Graduates of the GSLS:

  • will be able, with the knowledge of at least one of the specialised subjects of Life Sciences, to make a substantial contribution to the development and/or application of scientific concepts and methods, often in a research context;
  • will be able to overview the important, recent developments within the Life Sciences and to point out the implications of these developments on the Life Sciences field and society;
  • will be able to adequately use and interpret specialist literature in at least one of the subjects of Life Sciences.

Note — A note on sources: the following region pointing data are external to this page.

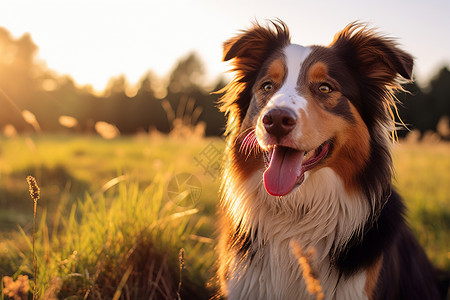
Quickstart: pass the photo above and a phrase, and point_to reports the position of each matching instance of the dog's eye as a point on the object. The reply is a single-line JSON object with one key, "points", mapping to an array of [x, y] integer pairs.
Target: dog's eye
{"points": [[267, 86], [325, 88]]}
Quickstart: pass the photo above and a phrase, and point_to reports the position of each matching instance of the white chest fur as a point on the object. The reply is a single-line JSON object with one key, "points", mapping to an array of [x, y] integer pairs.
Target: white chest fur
{"points": [[318, 216]]}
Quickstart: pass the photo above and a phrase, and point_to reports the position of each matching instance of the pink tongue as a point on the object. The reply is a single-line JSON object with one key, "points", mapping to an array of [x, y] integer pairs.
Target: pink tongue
{"points": [[283, 171]]}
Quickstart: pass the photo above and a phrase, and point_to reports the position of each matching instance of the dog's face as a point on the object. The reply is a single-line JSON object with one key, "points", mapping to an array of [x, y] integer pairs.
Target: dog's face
{"points": [[310, 107]]}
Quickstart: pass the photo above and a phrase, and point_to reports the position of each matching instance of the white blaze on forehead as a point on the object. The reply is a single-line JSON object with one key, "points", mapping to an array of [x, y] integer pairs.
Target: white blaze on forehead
{"points": [[287, 95]]}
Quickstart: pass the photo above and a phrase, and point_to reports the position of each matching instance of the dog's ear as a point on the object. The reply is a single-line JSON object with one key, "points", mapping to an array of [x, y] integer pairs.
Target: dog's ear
{"points": [[256, 43], [373, 55]]}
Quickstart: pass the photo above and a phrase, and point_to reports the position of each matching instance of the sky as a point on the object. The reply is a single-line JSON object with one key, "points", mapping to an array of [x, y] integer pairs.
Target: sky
{"points": [[94, 40]]}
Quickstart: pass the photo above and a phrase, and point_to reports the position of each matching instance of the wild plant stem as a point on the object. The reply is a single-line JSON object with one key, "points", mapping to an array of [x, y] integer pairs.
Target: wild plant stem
{"points": [[34, 255]]}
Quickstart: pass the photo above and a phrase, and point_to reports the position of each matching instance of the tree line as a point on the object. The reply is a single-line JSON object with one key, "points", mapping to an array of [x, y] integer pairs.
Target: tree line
{"points": [[26, 85]]}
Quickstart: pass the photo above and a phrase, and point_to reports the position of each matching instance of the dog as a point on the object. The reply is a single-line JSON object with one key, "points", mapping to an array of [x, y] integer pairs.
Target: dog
{"points": [[307, 197]]}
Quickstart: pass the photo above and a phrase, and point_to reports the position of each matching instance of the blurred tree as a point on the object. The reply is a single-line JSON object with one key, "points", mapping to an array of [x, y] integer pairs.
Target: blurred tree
{"points": [[422, 109], [26, 84]]}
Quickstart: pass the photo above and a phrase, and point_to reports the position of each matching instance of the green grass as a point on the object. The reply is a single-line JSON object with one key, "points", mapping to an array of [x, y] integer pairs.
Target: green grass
{"points": [[106, 206]]}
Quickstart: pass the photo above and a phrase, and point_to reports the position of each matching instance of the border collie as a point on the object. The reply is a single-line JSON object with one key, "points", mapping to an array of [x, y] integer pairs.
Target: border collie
{"points": [[308, 168]]}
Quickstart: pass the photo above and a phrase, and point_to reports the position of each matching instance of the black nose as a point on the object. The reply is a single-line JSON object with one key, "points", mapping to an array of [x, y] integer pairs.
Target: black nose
{"points": [[279, 121]]}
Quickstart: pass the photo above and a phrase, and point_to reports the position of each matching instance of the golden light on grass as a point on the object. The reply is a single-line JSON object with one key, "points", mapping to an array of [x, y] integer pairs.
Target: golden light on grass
{"points": [[30, 118], [35, 194], [312, 282], [181, 262], [67, 121], [9, 130], [17, 289]]}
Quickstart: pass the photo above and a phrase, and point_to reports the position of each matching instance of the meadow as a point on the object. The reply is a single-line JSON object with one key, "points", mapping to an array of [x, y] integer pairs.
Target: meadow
{"points": [[134, 216]]}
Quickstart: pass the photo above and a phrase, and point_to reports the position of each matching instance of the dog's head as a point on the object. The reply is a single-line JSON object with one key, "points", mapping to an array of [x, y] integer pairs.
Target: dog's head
{"points": [[310, 107]]}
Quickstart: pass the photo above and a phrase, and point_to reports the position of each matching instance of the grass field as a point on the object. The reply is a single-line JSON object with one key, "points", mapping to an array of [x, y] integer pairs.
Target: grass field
{"points": [[108, 204]]}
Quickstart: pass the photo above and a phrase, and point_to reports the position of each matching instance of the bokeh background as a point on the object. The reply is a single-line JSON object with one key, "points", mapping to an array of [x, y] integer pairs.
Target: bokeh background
{"points": [[111, 106]]}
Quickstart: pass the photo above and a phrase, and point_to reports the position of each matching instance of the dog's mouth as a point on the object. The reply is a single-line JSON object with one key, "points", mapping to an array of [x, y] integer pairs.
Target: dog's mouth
{"points": [[286, 167]]}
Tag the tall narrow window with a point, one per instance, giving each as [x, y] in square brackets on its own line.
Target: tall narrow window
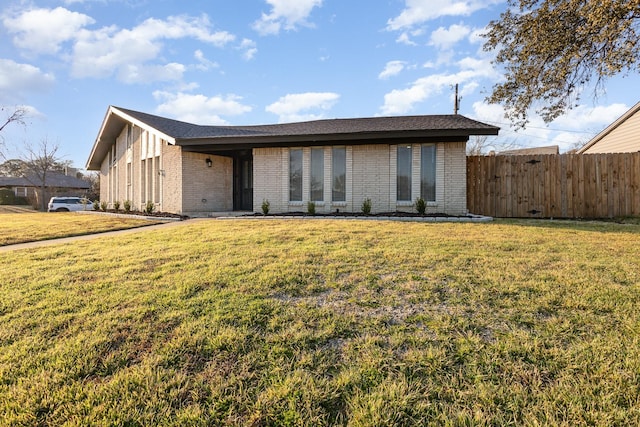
[404, 173]
[156, 186]
[295, 175]
[317, 175]
[339, 174]
[428, 173]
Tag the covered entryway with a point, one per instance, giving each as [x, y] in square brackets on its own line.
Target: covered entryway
[243, 181]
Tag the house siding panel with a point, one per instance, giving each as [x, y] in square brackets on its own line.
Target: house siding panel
[172, 179]
[268, 175]
[371, 165]
[206, 189]
[371, 173]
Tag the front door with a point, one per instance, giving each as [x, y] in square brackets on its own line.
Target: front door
[243, 182]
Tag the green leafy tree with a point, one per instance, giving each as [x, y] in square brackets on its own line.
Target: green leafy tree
[553, 49]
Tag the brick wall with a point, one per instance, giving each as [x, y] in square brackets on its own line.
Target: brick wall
[206, 189]
[371, 173]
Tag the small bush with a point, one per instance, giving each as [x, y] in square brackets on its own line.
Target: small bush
[8, 197]
[366, 206]
[421, 205]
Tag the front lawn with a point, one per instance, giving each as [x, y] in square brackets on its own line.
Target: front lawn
[325, 322]
[29, 227]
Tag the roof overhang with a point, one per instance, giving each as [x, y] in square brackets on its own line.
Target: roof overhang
[229, 139]
[113, 123]
[210, 145]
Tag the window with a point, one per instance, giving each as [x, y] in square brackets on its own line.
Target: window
[428, 172]
[339, 174]
[156, 182]
[317, 175]
[403, 184]
[295, 175]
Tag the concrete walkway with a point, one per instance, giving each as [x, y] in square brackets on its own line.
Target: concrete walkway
[40, 243]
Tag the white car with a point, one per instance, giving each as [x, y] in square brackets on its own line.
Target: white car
[69, 204]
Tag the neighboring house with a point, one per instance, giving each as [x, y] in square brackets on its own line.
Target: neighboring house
[56, 184]
[337, 164]
[622, 136]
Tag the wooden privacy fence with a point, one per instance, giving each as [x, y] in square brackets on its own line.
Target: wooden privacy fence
[554, 186]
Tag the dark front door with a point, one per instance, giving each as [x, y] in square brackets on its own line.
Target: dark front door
[243, 182]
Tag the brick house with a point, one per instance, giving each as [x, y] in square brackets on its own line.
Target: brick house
[337, 164]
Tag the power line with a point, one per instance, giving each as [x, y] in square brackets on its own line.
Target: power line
[541, 128]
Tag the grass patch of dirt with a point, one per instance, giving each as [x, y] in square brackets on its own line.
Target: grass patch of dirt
[297, 322]
[35, 226]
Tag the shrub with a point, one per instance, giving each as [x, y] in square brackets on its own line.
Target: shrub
[421, 205]
[8, 197]
[366, 206]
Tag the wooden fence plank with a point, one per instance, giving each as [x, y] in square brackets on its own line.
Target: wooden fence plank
[558, 186]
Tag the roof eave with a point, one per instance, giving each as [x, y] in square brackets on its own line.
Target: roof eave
[103, 143]
[259, 140]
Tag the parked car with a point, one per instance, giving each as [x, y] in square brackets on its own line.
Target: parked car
[69, 204]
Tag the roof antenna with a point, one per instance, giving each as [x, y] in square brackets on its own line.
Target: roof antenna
[456, 102]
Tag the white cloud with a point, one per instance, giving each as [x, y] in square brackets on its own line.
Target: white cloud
[203, 63]
[573, 129]
[44, 30]
[16, 79]
[249, 48]
[133, 55]
[199, 109]
[391, 69]
[402, 101]
[137, 73]
[285, 14]
[99, 53]
[419, 11]
[290, 107]
[445, 38]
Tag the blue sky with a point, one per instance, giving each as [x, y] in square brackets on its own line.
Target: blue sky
[245, 62]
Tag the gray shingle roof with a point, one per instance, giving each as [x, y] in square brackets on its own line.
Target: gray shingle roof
[183, 130]
[209, 139]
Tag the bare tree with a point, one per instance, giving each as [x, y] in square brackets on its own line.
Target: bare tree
[14, 115]
[18, 116]
[38, 164]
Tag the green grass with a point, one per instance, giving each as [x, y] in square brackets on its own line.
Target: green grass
[29, 227]
[356, 323]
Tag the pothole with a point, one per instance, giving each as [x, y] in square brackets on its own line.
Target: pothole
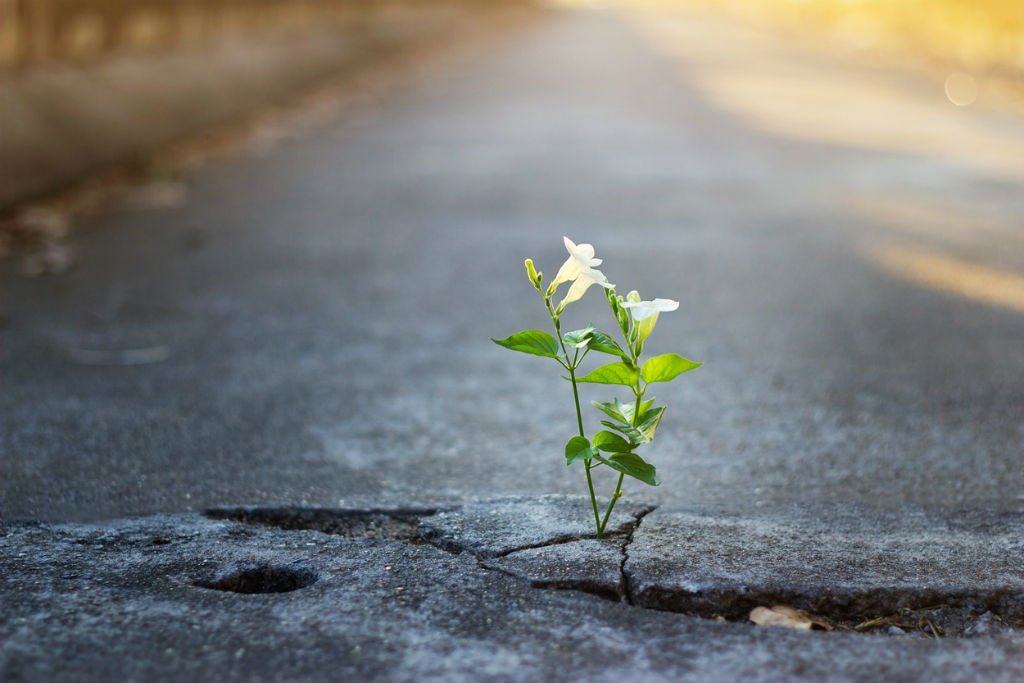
[384, 524]
[252, 579]
[895, 584]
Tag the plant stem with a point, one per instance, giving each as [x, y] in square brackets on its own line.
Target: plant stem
[611, 506]
[619, 486]
[576, 399]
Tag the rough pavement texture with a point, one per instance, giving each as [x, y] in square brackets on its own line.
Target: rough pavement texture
[325, 312]
[125, 600]
[845, 563]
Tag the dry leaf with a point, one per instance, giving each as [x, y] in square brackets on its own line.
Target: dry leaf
[51, 258]
[157, 195]
[787, 617]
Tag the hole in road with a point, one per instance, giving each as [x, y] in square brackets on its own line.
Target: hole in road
[254, 579]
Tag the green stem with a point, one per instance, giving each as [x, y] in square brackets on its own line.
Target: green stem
[619, 486]
[576, 399]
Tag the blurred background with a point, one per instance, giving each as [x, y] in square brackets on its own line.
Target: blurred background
[281, 232]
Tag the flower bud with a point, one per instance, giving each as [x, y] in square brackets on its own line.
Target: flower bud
[535, 276]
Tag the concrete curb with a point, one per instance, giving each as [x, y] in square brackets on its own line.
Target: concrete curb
[65, 120]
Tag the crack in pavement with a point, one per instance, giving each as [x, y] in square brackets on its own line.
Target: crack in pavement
[525, 539]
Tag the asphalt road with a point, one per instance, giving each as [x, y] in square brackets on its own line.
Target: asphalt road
[845, 242]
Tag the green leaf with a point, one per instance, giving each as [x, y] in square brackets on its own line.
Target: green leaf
[649, 421]
[634, 466]
[579, 338]
[531, 341]
[605, 344]
[611, 442]
[631, 432]
[579, 447]
[667, 368]
[613, 373]
[611, 410]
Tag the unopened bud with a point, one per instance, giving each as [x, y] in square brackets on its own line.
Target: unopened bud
[535, 276]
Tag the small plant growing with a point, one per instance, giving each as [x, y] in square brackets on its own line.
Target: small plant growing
[630, 424]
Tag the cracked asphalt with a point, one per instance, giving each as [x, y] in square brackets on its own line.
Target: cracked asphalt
[846, 246]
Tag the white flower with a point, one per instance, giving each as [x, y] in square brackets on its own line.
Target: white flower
[643, 309]
[581, 260]
[582, 284]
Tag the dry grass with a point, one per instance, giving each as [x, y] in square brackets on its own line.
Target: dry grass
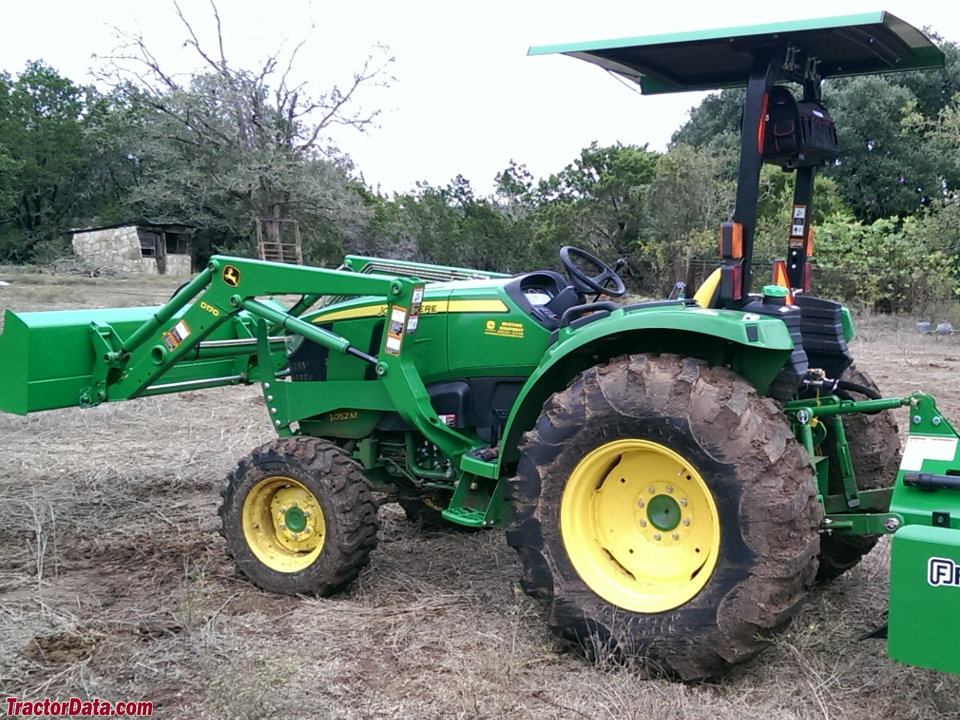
[115, 583]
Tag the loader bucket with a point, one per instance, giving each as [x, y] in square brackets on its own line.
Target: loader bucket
[47, 358]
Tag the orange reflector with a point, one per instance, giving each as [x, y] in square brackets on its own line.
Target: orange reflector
[781, 278]
[731, 282]
[762, 125]
[808, 277]
[731, 241]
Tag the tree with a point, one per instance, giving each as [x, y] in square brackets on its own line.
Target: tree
[234, 145]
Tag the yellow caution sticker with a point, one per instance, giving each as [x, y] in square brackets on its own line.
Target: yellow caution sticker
[176, 335]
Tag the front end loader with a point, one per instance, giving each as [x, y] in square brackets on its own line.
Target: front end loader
[672, 474]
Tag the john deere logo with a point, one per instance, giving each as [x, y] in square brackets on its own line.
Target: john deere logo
[231, 276]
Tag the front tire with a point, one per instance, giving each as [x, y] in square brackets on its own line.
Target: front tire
[665, 512]
[298, 517]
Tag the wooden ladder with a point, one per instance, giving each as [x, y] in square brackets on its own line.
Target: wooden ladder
[283, 249]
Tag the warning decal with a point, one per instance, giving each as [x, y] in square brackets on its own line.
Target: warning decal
[503, 328]
[927, 447]
[395, 330]
[176, 335]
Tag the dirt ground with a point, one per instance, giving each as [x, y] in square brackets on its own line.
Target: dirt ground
[115, 583]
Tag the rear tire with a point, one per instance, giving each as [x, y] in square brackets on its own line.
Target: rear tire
[665, 512]
[874, 443]
[298, 517]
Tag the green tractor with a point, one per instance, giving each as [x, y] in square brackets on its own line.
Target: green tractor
[673, 475]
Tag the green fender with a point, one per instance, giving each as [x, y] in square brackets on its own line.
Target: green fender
[753, 346]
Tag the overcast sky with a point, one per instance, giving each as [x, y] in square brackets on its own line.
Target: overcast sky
[466, 98]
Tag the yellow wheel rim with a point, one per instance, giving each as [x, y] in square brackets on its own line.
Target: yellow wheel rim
[640, 526]
[283, 524]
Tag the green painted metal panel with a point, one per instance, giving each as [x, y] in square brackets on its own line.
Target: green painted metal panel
[925, 597]
[721, 58]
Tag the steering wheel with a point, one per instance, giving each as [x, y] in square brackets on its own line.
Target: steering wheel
[586, 283]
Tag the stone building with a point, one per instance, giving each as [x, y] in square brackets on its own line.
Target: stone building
[155, 249]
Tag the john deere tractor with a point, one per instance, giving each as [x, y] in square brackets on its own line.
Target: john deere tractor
[673, 475]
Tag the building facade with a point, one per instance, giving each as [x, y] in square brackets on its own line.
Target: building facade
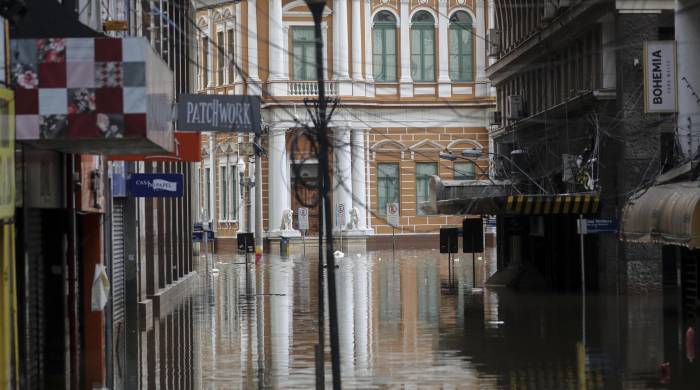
[410, 80]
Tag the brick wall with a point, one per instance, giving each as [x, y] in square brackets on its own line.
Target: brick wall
[382, 150]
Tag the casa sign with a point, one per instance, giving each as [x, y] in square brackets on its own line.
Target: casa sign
[660, 81]
[225, 113]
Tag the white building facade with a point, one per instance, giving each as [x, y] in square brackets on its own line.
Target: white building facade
[410, 79]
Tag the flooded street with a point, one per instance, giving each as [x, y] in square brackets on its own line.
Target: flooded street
[402, 325]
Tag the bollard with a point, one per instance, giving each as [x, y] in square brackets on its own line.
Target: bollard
[284, 246]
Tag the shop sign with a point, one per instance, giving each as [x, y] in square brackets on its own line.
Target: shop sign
[392, 214]
[660, 82]
[7, 154]
[155, 185]
[226, 113]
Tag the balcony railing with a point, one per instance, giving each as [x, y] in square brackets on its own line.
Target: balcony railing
[310, 88]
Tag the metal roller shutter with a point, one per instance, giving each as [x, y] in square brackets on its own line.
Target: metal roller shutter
[118, 291]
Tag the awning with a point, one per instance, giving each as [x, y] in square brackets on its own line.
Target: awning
[667, 214]
[553, 204]
[464, 197]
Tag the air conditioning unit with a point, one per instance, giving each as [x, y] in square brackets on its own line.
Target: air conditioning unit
[493, 39]
[549, 10]
[495, 118]
[515, 107]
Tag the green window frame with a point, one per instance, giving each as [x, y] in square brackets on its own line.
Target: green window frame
[231, 53]
[303, 53]
[220, 58]
[423, 47]
[234, 193]
[207, 192]
[384, 47]
[464, 170]
[461, 47]
[388, 188]
[424, 171]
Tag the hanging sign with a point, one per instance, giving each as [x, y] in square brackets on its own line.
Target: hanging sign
[303, 218]
[660, 82]
[340, 215]
[392, 214]
[228, 113]
[155, 185]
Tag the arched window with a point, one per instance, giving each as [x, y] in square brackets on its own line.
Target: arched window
[384, 47]
[423, 46]
[460, 47]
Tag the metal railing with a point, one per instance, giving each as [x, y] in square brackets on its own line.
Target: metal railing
[310, 88]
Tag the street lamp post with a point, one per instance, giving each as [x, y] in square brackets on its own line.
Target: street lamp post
[316, 7]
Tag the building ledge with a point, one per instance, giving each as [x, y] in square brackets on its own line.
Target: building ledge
[574, 103]
[575, 19]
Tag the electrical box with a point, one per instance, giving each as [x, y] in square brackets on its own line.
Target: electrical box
[473, 235]
[516, 107]
[496, 118]
[449, 240]
[493, 39]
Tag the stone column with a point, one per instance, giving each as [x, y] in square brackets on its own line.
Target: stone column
[480, 50]
[688, 52]
[369, 78]
[278, 180]
[359, 179]
[340, 29]
[238, 51]
[253, 77]
[212, 49]
[342, 171]
[358, 81]
[444, 85]
[406, 81]
[276, 50]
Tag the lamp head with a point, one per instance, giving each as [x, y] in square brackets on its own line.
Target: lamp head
[471, 153]
[447, 156]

Apply knowledge and insights 

Graduates of the GSLS:

  • will be able to translate a Life Sciences problem into a relevant research question or approach, suitable for research development, product development, education or society;
  • will be able to design a suitable research plan to test the formulated research questions, according to methodological and scientific standards;
  • will be able to independently perform research, with the required accuracy. Graduates are able to handle, analyse, interpret and evaluate the empirically derived data in a correct manner.


Graduates of the GSLS: 

  • will be able to discuss the outcomes of empirical research and to link them with scientific theories;
  • will be able to indicate the importance of research activities for solving a biomedical question or problem, if applicable from a social perspective;
  • will be able to critically reflect on their own research work in Life Sciences, from a social perspective.


Graduates of the GSLS:

  • will be able to comprehensibly report research results verbally and in writing, to specialised and non-specialised audiences in an international context;
  • will function effectively in a multidisciplinary research team.

Learning skills 

Graduates of the GSLS:

  • will have the skills to reflect on their own development and study career, and, if necessary, to motivate themselves and make any necessary adjustments;
  • will have the skills to function independently and result-oriented in a competitive labour market;
  • will have the qualification to be eligible for a PhD position or a position in another sector of the labour market.